Thursday, July 3, 2008

Cirque Du Soleil: Kooza

No one creates a world better than Cirque Du Soleil. Their ability to tell a story isn't perhaps as great as they claim. Though their press stresses that they are returning to a most story-driven experience in Kooza, there is very little stringing the acts together. However, the performances are all so breathtaking that minor details like plot don't matter a whole lot.

Never have I seen a performance group able to immediately grab the attention of the audience and do it in such a unassuming way. Rather than starting the show with one of their trademark death-defying feats, their clowns entered into the audience about five minutes before curtain to perform an audience-interactive dumb show.
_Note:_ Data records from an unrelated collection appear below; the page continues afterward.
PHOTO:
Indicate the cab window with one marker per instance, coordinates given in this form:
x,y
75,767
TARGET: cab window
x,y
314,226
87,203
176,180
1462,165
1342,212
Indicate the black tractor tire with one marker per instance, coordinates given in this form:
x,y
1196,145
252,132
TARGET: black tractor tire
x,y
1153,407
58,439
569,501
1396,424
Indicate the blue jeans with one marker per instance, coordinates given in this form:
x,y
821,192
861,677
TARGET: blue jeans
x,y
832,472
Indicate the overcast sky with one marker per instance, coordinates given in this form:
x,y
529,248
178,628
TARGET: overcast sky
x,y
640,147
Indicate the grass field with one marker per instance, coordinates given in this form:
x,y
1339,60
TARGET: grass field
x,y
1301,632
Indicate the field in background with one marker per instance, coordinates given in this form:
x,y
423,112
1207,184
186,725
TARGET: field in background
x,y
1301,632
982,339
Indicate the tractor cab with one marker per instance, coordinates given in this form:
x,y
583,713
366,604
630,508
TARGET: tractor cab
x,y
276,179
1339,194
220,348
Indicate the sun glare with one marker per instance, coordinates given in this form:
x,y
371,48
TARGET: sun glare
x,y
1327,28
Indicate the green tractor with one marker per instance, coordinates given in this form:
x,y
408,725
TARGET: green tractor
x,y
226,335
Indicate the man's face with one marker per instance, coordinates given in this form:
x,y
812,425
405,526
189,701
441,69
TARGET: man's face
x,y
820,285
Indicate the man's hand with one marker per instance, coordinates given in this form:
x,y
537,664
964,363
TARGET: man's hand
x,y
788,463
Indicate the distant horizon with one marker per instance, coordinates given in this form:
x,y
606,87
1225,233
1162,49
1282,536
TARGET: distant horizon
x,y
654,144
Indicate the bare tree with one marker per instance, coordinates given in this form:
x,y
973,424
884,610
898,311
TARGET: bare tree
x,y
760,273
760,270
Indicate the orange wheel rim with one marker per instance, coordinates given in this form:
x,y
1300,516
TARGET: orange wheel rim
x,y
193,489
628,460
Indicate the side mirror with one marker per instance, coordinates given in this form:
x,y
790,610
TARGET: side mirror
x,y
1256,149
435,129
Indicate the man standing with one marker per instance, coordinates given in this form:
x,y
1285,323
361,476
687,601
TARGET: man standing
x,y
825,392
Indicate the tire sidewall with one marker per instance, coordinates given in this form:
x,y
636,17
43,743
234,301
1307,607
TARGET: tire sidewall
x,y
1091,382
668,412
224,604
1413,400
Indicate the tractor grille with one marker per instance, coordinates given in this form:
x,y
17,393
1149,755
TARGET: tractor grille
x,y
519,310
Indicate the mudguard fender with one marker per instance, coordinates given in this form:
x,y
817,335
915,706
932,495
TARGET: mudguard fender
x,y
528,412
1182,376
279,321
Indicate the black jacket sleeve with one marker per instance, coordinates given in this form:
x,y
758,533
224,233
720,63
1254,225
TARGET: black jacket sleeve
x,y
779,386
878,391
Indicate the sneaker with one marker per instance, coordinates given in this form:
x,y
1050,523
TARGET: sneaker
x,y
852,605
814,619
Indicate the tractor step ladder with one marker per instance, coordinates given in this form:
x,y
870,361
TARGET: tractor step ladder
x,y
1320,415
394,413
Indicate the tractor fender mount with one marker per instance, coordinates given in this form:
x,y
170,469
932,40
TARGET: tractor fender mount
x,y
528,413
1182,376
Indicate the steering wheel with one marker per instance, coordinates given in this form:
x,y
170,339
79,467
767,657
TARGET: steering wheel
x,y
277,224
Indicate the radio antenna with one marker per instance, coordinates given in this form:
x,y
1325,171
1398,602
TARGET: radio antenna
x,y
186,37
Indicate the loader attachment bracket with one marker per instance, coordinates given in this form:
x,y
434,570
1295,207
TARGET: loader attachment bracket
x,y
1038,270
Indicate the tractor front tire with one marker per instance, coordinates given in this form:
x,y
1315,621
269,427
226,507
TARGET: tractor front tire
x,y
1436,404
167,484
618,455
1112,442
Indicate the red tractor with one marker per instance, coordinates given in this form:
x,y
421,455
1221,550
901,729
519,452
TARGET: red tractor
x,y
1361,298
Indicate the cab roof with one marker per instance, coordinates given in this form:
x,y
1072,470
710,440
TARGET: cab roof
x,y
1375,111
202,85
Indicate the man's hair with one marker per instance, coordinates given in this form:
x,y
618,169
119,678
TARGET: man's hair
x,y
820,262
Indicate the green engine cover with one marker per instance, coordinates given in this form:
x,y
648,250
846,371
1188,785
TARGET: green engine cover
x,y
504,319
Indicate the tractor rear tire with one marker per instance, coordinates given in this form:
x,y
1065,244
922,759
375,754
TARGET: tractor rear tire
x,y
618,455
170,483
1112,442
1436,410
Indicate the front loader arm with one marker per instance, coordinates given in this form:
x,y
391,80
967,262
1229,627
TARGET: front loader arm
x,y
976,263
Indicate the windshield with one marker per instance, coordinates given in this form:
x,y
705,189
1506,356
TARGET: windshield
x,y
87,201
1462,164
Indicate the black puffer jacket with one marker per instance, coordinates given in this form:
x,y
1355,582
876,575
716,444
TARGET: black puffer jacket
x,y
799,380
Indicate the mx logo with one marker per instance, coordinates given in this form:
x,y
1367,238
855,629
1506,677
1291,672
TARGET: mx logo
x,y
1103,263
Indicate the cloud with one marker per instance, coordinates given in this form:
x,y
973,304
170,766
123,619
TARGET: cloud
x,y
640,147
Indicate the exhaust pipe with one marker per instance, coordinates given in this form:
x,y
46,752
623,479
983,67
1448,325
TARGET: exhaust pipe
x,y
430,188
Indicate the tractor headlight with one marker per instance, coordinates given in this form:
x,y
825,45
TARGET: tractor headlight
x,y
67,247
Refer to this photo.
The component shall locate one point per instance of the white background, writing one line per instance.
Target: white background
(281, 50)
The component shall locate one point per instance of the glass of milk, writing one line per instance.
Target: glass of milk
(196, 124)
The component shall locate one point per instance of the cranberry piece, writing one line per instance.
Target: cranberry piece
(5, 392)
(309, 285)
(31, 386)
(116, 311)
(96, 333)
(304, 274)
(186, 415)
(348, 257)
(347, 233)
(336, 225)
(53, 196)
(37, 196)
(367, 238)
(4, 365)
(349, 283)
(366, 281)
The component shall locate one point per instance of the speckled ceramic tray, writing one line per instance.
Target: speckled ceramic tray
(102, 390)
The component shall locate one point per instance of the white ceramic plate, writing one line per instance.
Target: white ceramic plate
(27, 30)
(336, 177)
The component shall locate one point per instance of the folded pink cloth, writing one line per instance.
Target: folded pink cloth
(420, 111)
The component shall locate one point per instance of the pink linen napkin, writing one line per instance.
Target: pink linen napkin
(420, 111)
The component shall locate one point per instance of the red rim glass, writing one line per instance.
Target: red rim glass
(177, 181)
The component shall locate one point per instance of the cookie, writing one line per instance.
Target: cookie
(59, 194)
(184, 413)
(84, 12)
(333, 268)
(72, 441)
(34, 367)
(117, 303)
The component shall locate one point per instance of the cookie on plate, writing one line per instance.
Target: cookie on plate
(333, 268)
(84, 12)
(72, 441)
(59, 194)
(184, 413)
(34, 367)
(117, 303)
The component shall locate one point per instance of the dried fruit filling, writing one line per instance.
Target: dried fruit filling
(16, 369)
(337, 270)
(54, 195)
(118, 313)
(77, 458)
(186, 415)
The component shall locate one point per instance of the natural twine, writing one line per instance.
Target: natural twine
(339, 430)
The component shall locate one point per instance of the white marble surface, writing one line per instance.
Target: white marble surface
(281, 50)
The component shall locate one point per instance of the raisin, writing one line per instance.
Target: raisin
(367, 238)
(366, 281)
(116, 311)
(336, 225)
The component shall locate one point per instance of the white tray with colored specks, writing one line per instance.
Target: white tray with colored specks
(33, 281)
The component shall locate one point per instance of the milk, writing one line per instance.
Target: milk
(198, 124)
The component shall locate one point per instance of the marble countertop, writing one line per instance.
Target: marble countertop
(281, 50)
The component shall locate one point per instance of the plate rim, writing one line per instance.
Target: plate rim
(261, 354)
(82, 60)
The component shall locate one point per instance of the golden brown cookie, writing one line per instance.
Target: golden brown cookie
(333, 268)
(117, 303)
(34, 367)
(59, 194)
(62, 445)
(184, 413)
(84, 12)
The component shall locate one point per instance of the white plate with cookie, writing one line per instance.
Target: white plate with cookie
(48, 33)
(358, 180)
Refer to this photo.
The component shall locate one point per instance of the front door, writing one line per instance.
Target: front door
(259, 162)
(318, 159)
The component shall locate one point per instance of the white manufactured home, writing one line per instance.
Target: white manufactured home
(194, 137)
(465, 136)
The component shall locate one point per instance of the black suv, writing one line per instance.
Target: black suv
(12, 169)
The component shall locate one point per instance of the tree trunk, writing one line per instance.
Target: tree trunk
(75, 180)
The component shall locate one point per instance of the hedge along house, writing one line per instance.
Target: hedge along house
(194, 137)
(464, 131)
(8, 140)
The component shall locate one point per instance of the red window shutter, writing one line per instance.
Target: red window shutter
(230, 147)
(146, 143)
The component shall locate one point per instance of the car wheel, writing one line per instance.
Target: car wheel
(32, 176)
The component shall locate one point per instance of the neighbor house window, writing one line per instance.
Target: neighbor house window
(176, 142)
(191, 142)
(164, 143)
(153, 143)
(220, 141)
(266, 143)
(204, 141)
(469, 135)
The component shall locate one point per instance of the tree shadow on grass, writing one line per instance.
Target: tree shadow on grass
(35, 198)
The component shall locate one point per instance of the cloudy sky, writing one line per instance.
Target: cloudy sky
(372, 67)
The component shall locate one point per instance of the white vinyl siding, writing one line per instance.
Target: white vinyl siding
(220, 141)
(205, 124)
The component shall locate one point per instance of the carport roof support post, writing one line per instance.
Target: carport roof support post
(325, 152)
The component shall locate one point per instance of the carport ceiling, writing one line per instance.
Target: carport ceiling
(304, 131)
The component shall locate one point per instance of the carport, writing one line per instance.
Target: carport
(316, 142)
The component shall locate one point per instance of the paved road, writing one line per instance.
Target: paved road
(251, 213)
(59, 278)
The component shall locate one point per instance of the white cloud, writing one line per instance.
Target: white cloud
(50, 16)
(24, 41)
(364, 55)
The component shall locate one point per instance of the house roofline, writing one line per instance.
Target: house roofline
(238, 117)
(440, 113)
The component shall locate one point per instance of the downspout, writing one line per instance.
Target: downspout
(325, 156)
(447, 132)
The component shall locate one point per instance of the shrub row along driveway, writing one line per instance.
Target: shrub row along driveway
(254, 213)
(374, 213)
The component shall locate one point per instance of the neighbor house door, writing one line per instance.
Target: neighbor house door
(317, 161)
Perhaps it is the pedigree of the performance company itself, but the spectators we so willing to go along with and engage in anything that was thrown at them. A little girl was brought onstage to mirror the dancing of a ballerina and the audience applauded her every move. Once you have an audience locked in like that, you can take them anywhere.

Nothing can describe the electric atmosphere inside the tent. If you have ever seen Cirque du Soleil's videos they, of course, do not do a live performance justice; but not for the reasons would think. One of the most impacting things was the presence of a live orchestra and vocalists providing the music. Nothing compares to the resonance of a bass and drums and the piecing of hot brass. There is something so much more alive in the music that creates the underscoring for the whole piece.

Our performances were not perfect - the trapeze artists missed her final trick, an acrobat fell off the high-wire (his save was actually more thrilling that the double-bicycle stunt they would finish their act with), and one of the performers tripped a little on the wheel of death. There is always tension created when performing death-defying stunts, but seeing them as human (the high-wire guy lost his hat) and having it reinforced that something could go wrong, are both thrilling and really scary. Sadly too, these little hiccups didn't seem so much as something gone wrong, but made things look under-rehearsed and over-shadowed the 30 or so other tricks they pulled off flawlessly.

Most breathtaking of all were the clowns; the truly human element. They were so perfectly performed and so simple that it was a thing of beauty. To point to what they did or how they did it would be impossible. But their ability to fill the then with their honest portrayals is something that could never translate to any other medium.

What else was there... Contortionists who were disturbing. A unicycle duo. Chair balancing - about 25 feet high. The most amazing juggler you'd ever see (12 rings - 7 clubs at a time), and teeter board acrobats (yes, they would even launch a guy on stilts).

All in all, if you haven't seen any Cirque du Soleil, you should definitely take the opportunity to see them. The build their own tent in the parking lot of the United Center and build their own world in our minds.